Wednesday, June 22, 2011

The Order of Battle: First Skirmish Line

BNF - Paris

This takes us to the actual battle line on scanning library books which runs like this: Forget about it; it can't be done; it is illegal because of copyright. It is possible to have some fun with this argument.

By definition, legal arguments are self-serving interpretations of the law to further the ends of plaintiff and defendant, as the case may be. The only thing that makes this workable is that one side will win the other will crawl under the porch and lick its wounds. Motivation to play the game with virtuosity is high. We accept that although the wrong ones often win.

However, as a researcher who grew up in libraries and has worked in them (and in computer centers) for several decades, it is possible to achieve a perspective on electronic library books based on the common good as represented by electronic libraries.
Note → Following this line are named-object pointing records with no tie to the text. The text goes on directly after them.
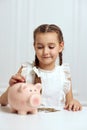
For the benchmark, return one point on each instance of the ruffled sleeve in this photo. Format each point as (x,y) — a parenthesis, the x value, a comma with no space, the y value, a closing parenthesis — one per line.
(27,72)
(66,78)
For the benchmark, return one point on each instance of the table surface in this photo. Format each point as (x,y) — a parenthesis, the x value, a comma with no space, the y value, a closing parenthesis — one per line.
(60,120)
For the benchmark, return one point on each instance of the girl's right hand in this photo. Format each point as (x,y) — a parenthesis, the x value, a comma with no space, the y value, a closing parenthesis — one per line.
(16,79)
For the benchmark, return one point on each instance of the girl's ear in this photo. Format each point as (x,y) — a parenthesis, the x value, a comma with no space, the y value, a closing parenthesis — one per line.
(61,46)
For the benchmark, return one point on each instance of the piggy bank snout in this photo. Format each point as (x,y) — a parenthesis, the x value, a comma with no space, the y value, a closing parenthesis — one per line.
(34,100)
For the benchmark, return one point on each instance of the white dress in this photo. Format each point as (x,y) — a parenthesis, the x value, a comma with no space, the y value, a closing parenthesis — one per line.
(55,84)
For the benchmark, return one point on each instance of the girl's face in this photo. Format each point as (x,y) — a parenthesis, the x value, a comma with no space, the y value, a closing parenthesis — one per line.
(47,48)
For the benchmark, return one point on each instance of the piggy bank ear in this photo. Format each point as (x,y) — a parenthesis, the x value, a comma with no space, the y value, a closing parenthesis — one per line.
(38,86)
(21,88)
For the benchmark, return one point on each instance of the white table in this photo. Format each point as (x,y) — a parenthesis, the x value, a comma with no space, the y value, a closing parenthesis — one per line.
(61,120)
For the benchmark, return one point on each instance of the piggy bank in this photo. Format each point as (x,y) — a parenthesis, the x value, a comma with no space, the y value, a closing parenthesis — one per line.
(24,98)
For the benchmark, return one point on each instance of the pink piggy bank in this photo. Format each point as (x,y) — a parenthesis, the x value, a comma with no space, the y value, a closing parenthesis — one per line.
(24,98)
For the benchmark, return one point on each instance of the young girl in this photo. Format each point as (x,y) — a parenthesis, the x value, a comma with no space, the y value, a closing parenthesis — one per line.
(54,77)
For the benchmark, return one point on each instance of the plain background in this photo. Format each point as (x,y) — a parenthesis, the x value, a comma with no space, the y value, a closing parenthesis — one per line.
(18,19)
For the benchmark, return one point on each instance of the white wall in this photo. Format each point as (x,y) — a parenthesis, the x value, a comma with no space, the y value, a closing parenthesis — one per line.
(18,18)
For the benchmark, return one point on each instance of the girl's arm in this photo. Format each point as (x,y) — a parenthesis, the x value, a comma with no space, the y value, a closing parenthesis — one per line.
(14,79)
(71,103)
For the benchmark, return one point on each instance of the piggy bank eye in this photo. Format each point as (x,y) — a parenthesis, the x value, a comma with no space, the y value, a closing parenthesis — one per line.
(30,90)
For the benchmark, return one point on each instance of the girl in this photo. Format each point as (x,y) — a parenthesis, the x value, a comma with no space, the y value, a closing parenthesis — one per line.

It is really an unashamed faith more than anything else, a faith in technologies, in the importance of libraries and in the electronic representation of sources, and even a faith that the law will eventually find its way down this path. Or will be pushed, pulled and kicked down this path.

It is possible to know with great certainty what is good for libraries and how technologies have contributed in the past and how they will continue to contribute in the future - Robert Darnton and the "we only work with vellum" crowd notwithstanding. [Note: there are influential voices who argue that "real" research can only be done with the actual physical artifacts. While this may be true for a small elite of scholarly superstars, the future lies in an opening of sources to a much wider group through electronic representation. The work is well underway. See: Batke, "Google Book Search and its Critics" 2010.]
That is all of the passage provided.